The optimal use of IPL parameters such as fluence, pulse duration, wavelengths, treatment time, and spot size in clinical settings is crucial for achieving the best tissue responses and minimising the risk of tissue damage.31,35 Shorter wavelengths (400 to 585 nm) and shorter pulse durations (450 ms) are thought to have a better effect on skin owing to the limited depth of penetration (up to 1.5 mm).33
Papagerogiu et al, using a 560 nm a wavelength observed an average reduction of 3.5 points in the severity of rosacea pain measured with the 10-point VAS.24 In this same study, over 50% improvement was seen in 73% and 83% of patients as per the evaluation of the patients and physicians respectively. The results were sustained for 6 months. Other authors used higher wavelengths (e.g., 1200 nm) and also noted good results.30 These effects may be due to the absorption of wavelengths in the 900 to 1200 nm spectrum by water in the dermis triggering a cytokine reaction that stimulates the formation of elastin and collagens I and III.

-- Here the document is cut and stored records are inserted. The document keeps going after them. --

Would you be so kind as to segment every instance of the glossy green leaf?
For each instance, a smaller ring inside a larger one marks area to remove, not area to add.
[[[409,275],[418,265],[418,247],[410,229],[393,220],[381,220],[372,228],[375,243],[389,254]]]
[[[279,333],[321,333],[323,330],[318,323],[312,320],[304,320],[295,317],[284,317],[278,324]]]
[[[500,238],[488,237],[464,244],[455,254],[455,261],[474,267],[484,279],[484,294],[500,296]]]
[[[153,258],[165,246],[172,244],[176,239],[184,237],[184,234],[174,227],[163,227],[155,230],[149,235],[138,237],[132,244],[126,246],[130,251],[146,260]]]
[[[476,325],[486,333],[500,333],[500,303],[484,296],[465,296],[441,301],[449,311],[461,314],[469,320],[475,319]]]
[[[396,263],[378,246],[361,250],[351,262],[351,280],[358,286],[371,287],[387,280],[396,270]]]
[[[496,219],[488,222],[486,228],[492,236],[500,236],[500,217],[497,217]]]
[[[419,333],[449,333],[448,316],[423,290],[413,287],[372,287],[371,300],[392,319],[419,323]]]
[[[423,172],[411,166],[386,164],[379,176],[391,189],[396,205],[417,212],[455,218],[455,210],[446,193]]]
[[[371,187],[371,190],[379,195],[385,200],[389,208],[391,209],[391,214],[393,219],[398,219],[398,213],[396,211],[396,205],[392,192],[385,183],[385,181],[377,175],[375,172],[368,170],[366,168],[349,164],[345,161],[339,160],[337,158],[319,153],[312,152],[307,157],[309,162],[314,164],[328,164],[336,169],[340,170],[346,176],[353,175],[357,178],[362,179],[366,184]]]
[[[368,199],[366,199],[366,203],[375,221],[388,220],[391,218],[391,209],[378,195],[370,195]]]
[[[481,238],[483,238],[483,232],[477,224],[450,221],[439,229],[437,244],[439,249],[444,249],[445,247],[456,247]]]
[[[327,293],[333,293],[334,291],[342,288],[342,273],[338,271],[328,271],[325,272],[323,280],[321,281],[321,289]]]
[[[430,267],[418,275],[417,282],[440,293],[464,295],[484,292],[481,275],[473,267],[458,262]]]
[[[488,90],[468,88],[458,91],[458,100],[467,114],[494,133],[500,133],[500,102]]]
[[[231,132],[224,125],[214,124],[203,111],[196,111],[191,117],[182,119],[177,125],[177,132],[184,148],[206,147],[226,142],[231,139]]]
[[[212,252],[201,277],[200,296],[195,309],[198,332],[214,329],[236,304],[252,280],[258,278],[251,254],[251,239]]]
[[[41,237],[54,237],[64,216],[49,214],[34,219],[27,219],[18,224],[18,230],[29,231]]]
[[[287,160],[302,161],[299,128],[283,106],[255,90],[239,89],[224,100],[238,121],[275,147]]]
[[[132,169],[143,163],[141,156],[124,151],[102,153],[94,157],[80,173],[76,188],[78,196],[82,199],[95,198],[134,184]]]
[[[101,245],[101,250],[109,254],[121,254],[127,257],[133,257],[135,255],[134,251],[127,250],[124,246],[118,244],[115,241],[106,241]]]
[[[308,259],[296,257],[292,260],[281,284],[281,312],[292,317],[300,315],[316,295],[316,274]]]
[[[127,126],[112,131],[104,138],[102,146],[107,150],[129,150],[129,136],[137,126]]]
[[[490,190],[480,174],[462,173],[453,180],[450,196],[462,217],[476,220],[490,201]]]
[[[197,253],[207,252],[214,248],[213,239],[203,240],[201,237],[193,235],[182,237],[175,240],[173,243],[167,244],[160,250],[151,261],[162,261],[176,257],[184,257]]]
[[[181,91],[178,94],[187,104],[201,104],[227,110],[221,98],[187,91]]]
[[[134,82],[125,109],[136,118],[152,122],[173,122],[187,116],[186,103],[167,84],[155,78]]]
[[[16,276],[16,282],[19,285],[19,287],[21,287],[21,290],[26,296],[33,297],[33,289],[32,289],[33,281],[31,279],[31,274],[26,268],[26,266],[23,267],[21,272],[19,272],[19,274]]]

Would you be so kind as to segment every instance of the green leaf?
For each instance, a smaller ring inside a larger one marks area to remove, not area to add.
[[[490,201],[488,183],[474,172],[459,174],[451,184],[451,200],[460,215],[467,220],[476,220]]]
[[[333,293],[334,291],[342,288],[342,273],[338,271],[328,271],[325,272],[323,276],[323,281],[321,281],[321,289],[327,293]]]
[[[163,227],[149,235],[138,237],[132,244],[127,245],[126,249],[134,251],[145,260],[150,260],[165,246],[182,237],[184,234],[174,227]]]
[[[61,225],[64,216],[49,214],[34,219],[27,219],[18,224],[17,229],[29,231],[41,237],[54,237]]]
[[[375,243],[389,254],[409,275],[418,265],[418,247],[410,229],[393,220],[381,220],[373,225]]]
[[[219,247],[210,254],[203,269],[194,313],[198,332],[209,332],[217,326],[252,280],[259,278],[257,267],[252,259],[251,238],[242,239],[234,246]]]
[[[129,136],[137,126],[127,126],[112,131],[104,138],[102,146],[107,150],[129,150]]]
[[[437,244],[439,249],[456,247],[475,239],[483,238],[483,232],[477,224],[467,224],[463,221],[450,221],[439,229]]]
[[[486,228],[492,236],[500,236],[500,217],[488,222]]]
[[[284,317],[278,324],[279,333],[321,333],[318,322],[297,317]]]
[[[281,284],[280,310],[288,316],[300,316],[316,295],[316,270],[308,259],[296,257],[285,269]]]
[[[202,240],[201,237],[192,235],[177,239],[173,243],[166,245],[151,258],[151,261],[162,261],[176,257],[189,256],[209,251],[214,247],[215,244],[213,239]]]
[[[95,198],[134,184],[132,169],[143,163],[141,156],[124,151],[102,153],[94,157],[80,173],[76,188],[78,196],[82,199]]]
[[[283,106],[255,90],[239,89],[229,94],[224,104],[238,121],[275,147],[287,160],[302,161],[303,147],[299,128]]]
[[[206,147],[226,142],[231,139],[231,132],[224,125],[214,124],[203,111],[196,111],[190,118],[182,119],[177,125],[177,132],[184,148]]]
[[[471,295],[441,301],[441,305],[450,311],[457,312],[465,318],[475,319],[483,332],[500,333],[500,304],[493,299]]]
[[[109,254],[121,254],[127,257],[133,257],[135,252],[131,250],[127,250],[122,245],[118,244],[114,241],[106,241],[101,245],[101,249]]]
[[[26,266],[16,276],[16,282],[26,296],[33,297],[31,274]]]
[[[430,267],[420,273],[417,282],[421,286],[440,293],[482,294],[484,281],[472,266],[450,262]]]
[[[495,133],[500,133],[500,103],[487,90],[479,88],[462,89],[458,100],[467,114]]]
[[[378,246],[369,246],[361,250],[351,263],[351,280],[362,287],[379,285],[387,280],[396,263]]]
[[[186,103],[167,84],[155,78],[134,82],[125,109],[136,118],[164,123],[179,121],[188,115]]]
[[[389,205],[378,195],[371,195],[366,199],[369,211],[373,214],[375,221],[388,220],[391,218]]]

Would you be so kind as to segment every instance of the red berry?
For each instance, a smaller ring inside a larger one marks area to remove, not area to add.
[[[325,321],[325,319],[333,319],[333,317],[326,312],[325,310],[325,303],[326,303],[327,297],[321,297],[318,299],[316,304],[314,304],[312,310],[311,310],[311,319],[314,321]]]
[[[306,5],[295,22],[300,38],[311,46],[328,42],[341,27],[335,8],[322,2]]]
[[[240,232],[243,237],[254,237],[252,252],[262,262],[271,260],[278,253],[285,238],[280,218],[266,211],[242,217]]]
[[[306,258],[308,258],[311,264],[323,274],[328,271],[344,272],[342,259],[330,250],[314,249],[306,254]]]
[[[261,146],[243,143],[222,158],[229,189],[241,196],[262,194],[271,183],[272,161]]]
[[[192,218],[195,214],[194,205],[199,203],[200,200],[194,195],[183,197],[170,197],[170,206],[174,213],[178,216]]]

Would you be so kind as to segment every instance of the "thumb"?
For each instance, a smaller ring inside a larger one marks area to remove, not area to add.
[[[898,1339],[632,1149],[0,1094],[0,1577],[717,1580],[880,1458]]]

A wide range of energy densities (from 15 J/cm2 to 90 J/cm2) were used in the studies. High energy densities can cause burns, while lower fluences may not be effective.36 The spot size (area covered by the beam at the tip of the applicator) varied significantly among different machines, ranging from 4 to 64 mm2.20,28,37 The number of treatment sessions and the period of treatment were not uniform across the studies and between 1 and 7 treatment sessions at intervals of 3 to 4 weeks were used. Although standard IPL protocols suggest a 3–4 week interval between treatments, Papageorgiou et al. have proposed that a longer interval of 6 or 8 weeks may be more cost-effective.24
Most studies have reported an improvement in erythema and telangiectasia after IPL application.30,38–44 This may be due to the ablation of abnormally dilated vessels and the reduction of extravascular leakage of inflammatory mediators.13 IPL also stimulates new collagen deposition and collagen remodelling, which improves support for small blood vessels, dermal connective tissue disorganisation, and elastosis.23,24 The improvement in the vascular features of rosacea (erythema and telangiectasia) could subsequently lead to a decrease in inflammatory lesions.23,24,32
Limitations
Eight of the studies were of low methodological quality.18,19,23–28 Neither the investigators nor the subjects were blinded, and the treatments were not concealed.
Conclusion
IPL is a safe and effective treatment for rosacea. However, since all trials included in the studies show methodological limitations, more trials of better methodological quality must be conducted.
Declaration of patient consent
Patient’s consent not required as there are no patients in this study.
Financial support and sponsorship
This work is supported by the São Paulo Research Foundation (Grant Number 2021/02974-9 Recipient: Cintia Cristina Santi Martignago).
Conflicts of interest
There are no conflicts of interest.
Use of artificial intelligence (AI)-assisted technology for manuscript preparation
The authors confirm that there was no use of artificial intelligence (AI)-assisted technology for assisting in the writing or editing of the manuscript and no images were manipulated using AI.